Сергей лег на живот, подполз к кромке расселины, заглянул вниз, но ничего не различил за ледяными надолбами. Он поднялся, обвел оценивающим взглядом панораму гор.

«Нет, по эту сторону дороги нет, — размышлял Сергей. — Скорее всего душман так и поступил: перебрался на ту сторону и ушел».

Усталость вкрадчиво нашептывала: успокойся, хватит. Ушел он, ну и черт с ним, пусть… Кто осудит тебя? Ты сделал все, что мог. Подведи сейчас к этому разрыву самого взыскательного и укажи пальцем вниз, что тебе этот взыскательный в ответ скажет? Ничего. Потом ведь считанные дни остались, последние дни армейской службы, а дальше — вся жизнь твоя!

И тут его начали мучить угрызения совести: как такое могло прийти в голову?

Ведь никогда он себе не простит, если поддастся на удочку этого шепотка… И даже не в душмане дело, ушедшем или пойманном, и не в золоте, а в нем самом, в Сергее Еременко. В его ответственности перед теми, кто воевал с ним рядом, и перед теми, кто погиб здесь… А как погибали — он видел… До последнего все сражались, а иначе и нельзя было… Погибать, конечно, не хочется, да и зачем погибать? — но за собственную шкуру дрожать еще противнее. Как начнется такая дрожь — всю жизнь не отпустит. И от дрожи той многое меняется в человеке…

Внимательно посмотрел на страховочные крюки, вбитые в лед. Выдержат? В горах он, спасибо деду, чувствует себя как дома. В горах погибает тот, кто их боится, а для него лучше гор только горы.

Он еще раз натянул канат, проверяя его на прочность. В следующее мгновение Сергей уже стоял у самого края расселины, затем бросил канат вниз. Сейчас он ухватится и, обжимая его коленями, начнет спускаться по ледяному откосу…

Сняв из-за спины автомат, без сил привалился к стене, чтобы перевести дух.
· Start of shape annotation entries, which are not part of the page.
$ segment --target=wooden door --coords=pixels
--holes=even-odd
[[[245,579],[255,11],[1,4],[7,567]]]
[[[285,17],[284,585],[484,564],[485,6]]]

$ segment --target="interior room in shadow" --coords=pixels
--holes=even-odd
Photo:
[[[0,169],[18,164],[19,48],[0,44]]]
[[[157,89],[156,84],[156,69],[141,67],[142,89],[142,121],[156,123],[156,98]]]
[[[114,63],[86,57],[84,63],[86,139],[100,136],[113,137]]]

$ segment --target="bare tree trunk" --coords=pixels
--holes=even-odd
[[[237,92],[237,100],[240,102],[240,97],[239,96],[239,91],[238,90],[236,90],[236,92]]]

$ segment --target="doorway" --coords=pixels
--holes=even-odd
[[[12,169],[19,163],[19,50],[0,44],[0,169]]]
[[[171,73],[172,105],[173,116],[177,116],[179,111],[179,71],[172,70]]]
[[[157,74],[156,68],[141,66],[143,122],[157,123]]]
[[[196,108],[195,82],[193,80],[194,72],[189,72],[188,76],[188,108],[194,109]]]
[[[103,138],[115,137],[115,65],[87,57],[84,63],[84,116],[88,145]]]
И тут из глубины расселины донесся голос… Человеческий голос, выговаривающий что-то — невнятно, с отчаянием, на плачущей и одновременно зовущей ноте…

16

Выбираться из ледяной западни Али начал ранним утром. Теплый спальник надежно защитил его от ночной стужи, а плотный завтрак придал сил.

Вверх он лез упорно, врубая, как лезвие кинжала, острый крюк в лед, звенящий под ударами стали, крошащийся мелкими осколками и колюче обжигающий лицо.

Подъем на проверку оказался не таким трудным, как ему представлялось. Когда вчера вечером он сорвался — кувырком покатился вниз, то практически не замечал неровностей и бугров на этом своем стремительном спуске, разве что чувствовал их боками. Теперь, взбираясь вверх, Али довольно легко огибал труднопроходимые участки.

С каждым шагом все ближе сидели вперемешку с камнями глыбы обвалившегося льда. О, если бы он, Али, вел себя тогда осмотрительнее, не было бы никакого обвала.

«Шайтан меня дернул!» — проклинал себя Али.

Выйдя прямо к завалу, он остановился. За широкой полосой уродливых ледяных обломков возвышался гладкий откос — ледяная стена, отвесная, как ладонь, поставленная на ребро. Только у дальнего правого края при обвале образовалось что-то вроде угла со множеством уходящих вверх уступов.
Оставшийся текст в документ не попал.